Conjugated polyimide-coated carbon nanofiber aerogels in a redox electrolyte for binder-free supercapacitors

Abstract

Boosting the energy density of supercapacitors without sacrificing power density and lifespan, requires ingenious electrode materials outfitting both sufficient assessable surface area and fast electrochemical reaction kinetics. Herein, hierarchically porous core-sheath nanoarchitecture was elaborately designed, via a robust support-coating strategy using a cellulose-derived porous carbon aerogel as the conductive 3D skeleton to support a uniform coating of conjugated polyimide.
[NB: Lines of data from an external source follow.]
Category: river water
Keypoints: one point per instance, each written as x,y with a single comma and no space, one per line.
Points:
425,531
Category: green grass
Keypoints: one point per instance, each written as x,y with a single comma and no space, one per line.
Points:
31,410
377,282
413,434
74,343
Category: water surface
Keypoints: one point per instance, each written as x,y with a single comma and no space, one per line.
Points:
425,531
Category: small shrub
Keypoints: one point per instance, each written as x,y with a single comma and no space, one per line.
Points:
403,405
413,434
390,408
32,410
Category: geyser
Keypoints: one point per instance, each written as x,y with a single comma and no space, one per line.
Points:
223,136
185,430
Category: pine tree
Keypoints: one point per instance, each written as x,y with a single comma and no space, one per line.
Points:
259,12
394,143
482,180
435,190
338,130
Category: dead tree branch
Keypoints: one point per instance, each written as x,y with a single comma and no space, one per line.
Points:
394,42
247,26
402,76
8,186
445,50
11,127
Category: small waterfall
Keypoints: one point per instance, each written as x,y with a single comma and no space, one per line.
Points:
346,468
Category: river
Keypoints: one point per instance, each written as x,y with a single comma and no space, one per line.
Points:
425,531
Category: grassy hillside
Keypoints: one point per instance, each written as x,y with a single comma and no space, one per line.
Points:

The inner carbon aerogel skeleton ensures a fast electron transfer and the outer conjugated polyimide layer affords abundant micropores and sufficient active sites, hence enriching the charge storage in such a porous core-sheath nanoarchitecture. The as-designed electrode was then applied to a redox electrolyte-assisted supercapacitor (RESC) with the KI-doped H2SO4 redox electrolyte. Due to the redox electrolyte further expediting the electrochemical reaction kinetics, the as-fabricated RESC delivers an ultrahigh electrode specific capacitance of 1139F g−1 at 5 A g−1, high energy density of 94 Wh kg−1 at a well-maintained power density, and long-term capability with 90% capacitance retention after 10,000 cycles at 100 A g−1. The successful construction of high-performance electrode materials and RESC in this work opens a new insight into the development of the state-of-the-art energy storage systems.